How do you test the following series for convergence?: $$\sum_{n=2}^{\infty}\frac{1}{n^2\ln(n)}$$
What I've tried:
If we take the second sequence to be $1/n$ i.e $yⁿ=1/n$ and try to prove it by limit convergence test; but I dont know how can we prove that $1/n\geq 1/(n\ln(n))$
Justification for asking on a Q&A forum
To get an answer to my question, because I want to learn.
On
Well, the method you're trying isnt going to work. The limit comparison requires that you have a completely different series that you know converges.
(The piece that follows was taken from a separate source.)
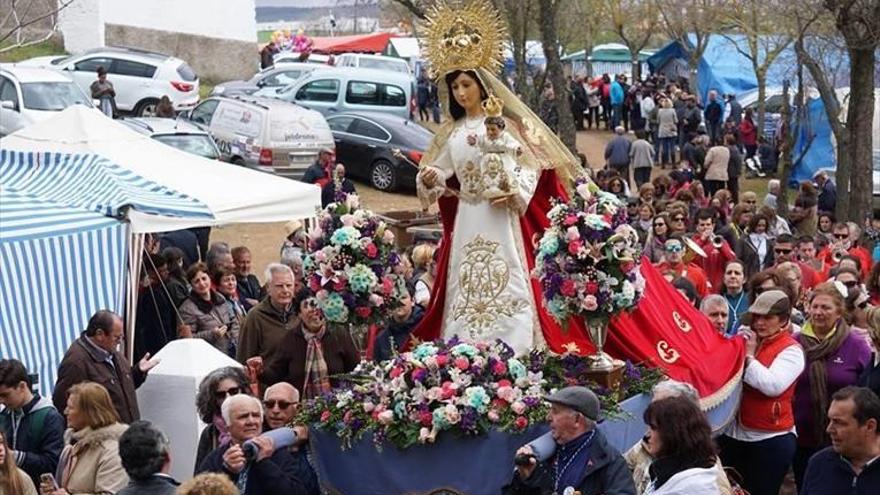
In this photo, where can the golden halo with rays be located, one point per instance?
(464, 36)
What youre doing is breaking your one and only series into term factors. I dont know where youre going with that. For example, if you want to use the limit comparison test then choose the series $\sum 1/n^2$ to compare it to:
Limit comparison:
If $\sum b_n = \sum \frac{1}{n^2}$ and $\sum a_n=\sum \frac{1}{n^2 \ln(n)}$ then evaluate the limit $\lim\frac{a_n}{b_n} = \lim \frac{n^2}{n^2 \ln(n)} = \lim \frac1{\ln(n)}=0$, which is finite.
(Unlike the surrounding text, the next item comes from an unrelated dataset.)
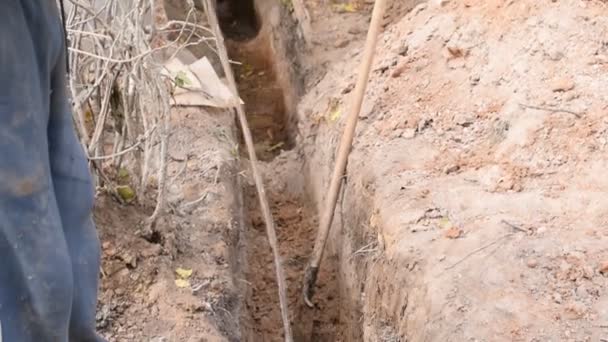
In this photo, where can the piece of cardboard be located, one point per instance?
(202, 85)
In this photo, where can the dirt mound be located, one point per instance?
(478, 162)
Normally the limit must be positive but there is a caveat for the case of $0$. Since $\lim b_n\ne\infty$ we are still assured convergence.
But there are a multitude of other ways to prove this. Here are some other tests, below. Some you will learn in your calculus class and some you wont ever hear about unless you research them.
Direct comparison:
Observe that for $n\ge 3$, we have $\frac{1}{n^2\ln(n)}\le \frac{1}{n^2}$. So by direct comparison to the convergent power series, we have convergence.
Cauchy Condensation:
$\sum f(n) = \sum\frac{1}{n^2\ln(n)}$ converges if and only if $\sum 2^n f(2^n)=\sum \frac{2^n}{(2^n)^2\ln(2^n)} = \frac{1}{\ln(2)}\cdot\sum \frac{1}{n2^n}$ converges. Im ignoring indices since I dont care to evaluate the limits, but just to verify the convergence.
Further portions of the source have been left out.